Her eyes were fixed intently on Hecat refusing to meet Sebastian’s panicked eye. He shifted in his seat towards her. Turning between her and their professor.
Waiting. A heartbeat and then more passed. Mounting up until it became a deafening drum in his ears.
He wanted her to laugh. Let it loose the dangerous tension mounting with every second this insanity stretched on for. Most pathetically of all - he wanted her to save him. Cling to some sense of normalcy, her stability by his side whilst the rest of him was spiraling out of control.
She was uncharacteristically still in her chair. Her fist clenched so tightly in the pleats of her skirt her knuckles blanched white. A half finished braid she’d been fiddling with behind her ear hung abandoned.
“Why now? It’s been years since…” she asked, with a measured tone Sebastian felt the situation did not warrant.
Sparing him a glance which did little to put him at ease. If anything the serious crease to her brow set him on edge.
Sebastian was unravelling. The thread he’d used to stitch back together a semblance of a life was pulling apart at an alarming rate. And the only two people who had any hope of holding him back together were entertaining this insanity.
“Some of Miss Sallow’s effects were uncovered at the former Feldcroft residence. It seems no one had tended to the home since your Uncle passed…unexpectedly. My contact at the Ministry informs me that there's only one Auror pushing for those memories. Sergeant Tuttle. Old guard. Worked closely with your uncle when they were both juniors in the department.

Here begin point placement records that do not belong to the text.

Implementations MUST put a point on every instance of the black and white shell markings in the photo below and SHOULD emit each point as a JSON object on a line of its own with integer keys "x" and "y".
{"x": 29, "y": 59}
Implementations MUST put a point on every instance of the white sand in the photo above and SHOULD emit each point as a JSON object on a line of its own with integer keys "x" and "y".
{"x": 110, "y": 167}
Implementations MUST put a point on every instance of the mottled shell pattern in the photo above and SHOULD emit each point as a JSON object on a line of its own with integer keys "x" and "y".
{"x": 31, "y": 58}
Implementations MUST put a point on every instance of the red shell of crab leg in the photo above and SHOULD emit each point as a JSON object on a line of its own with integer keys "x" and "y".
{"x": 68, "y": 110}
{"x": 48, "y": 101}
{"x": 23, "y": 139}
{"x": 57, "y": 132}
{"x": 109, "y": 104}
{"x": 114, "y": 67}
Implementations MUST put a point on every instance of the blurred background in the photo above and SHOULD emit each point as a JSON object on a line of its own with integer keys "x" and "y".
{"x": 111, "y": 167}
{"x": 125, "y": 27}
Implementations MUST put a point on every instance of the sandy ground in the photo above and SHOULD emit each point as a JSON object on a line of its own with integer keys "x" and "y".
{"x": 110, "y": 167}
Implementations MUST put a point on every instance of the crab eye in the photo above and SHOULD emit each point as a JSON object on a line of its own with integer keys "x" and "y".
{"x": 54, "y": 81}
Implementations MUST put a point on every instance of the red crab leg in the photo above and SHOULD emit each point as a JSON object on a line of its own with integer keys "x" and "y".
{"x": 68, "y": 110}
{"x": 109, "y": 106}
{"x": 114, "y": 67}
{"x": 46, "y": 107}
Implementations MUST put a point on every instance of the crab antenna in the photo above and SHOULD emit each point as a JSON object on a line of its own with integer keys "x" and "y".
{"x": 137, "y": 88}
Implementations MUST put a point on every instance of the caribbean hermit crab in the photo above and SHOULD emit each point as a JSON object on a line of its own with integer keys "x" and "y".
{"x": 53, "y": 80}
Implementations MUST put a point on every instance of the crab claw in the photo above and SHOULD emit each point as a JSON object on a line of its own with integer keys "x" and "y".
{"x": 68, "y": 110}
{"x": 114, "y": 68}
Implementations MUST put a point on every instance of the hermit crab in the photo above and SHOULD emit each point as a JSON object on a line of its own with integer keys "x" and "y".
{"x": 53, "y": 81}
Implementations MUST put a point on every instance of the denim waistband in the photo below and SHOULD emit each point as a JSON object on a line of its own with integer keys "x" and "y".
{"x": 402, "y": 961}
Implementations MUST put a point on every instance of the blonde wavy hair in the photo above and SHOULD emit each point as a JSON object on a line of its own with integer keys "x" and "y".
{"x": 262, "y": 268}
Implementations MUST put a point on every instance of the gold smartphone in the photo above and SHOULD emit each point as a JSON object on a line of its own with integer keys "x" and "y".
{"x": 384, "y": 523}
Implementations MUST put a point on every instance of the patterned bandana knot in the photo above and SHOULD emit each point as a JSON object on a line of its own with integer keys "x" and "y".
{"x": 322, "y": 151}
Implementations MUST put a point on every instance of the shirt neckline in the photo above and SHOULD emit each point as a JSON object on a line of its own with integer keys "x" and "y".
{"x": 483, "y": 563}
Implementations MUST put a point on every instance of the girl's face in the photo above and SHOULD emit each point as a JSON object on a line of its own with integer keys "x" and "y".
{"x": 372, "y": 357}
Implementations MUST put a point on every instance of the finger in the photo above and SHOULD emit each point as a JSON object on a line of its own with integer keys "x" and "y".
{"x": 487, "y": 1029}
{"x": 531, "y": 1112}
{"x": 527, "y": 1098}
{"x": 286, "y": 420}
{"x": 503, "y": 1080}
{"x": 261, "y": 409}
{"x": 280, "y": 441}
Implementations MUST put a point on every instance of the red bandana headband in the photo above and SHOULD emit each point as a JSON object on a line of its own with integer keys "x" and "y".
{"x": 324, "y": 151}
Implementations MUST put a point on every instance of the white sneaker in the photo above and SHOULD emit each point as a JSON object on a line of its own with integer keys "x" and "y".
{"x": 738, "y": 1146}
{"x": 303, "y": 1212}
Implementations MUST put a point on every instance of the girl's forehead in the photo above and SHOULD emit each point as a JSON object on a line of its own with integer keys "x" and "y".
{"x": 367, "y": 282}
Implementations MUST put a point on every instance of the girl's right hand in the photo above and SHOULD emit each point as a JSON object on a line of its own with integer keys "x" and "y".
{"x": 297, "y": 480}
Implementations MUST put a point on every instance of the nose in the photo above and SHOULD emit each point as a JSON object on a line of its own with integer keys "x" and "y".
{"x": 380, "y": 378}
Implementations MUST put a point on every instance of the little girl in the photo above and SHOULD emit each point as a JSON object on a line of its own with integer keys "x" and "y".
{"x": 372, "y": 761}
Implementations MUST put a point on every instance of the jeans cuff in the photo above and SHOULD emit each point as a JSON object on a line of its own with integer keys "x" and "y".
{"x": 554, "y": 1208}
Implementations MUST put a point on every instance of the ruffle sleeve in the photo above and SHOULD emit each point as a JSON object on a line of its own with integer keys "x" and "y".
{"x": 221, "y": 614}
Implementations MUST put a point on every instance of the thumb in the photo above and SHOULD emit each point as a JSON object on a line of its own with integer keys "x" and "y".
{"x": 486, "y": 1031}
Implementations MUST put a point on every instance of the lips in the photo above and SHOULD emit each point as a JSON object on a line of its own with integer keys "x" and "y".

The rest are happy to let Solomon’s memory remain as it has been for the past two years - the heroic final act protecting his young charges from a horde of uncontrollable inferi… personally am inclined to agree.”
Hecate’s already thin lips pulled so tight they almost entirely disappeared. Her inscrutable brown eyes peeling back the curtain seeing far beyond the truth to the crux of him, weighing his mettle.
But what he had been was careless. Sebastian supposed he could argue that . He’d been too eager to turn his back on that hovel that had never been his home. Knowing Anne was not there it had seemed rather pointless. No one had touched the wards in over a year. Perhaps when he’d boxed up his feelings and shoved them away. In his desperation to move past what he had done, he didn’t consider the possibility that there were others out there who, unlike him, may not want to move on so hastily from Solomon's death.
Anne certainly hadn’t.
“With you two being so close, this is the cleanest option-”
“I don’t bloody care about clean!” Sebastian broke from his stupor. Fist slamming on the table rattling the spoon from where it rested against his saucer. “We need the other options. What are they?”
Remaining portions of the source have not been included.